Fun Home by Alison Bechdel
Boston : Houghton Mifflin, 2007.
232 p. : chiefly ill., maps ; 24 cm.
Alison Bechdel has been creating comics for many years for her syndicated Dykes to Watch Out For which has a small but significant following. Her book Fun Home, which had both popular and critical success is likely to bring her work to a much wider audience - something she apparently was not prepared for.
The praise for this work - which calls to mind another standout graphic novel Stitches - is well deserved. It is a rich memoir/graphic novel which is subtle and nuanced as it tells the story of Bechdel's complex, rich, and troubled family of origin - led by parents whose frustrated dreams and repressed sexuality created an intense environment of simmering anger and emotional detachment.

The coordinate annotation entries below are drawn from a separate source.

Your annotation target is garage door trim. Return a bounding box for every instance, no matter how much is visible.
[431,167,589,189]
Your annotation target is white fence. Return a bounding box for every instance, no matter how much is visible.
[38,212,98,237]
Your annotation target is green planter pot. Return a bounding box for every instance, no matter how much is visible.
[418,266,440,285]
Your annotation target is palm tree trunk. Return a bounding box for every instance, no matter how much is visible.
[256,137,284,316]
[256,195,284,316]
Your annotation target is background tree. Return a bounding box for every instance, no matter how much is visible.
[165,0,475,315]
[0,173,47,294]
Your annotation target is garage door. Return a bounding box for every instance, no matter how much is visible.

The amazing thing about Fun Home is that in addition to illustrating the conflicts and tensions in her home, Bechdel is able to convey what a rich and tangled upbringing she had. Her father and mother were both aspiring intellectuals/artists and much of the power of her work lies in her ambivalence toward the legacy of her family - and her refusal to either condemn or condone the shortcomings of her parents. Her memoir also deserves praise the ways in which it circles around themes and events the story instead of following a singular straightforward narrative and the ways in which she finds echos of her upbringing in film, myths and novels.
I would highly recommend this graphic novel to students who are interested in a multi-layered, complex coming of age stories and family stories dealing with secrets, conflict and even death - since her father's apparent suicide (possibly an accident) is at the heart of this fine work. The novel does deal with some mature emotional and sexual issues, so it might not be suitable for immature readers.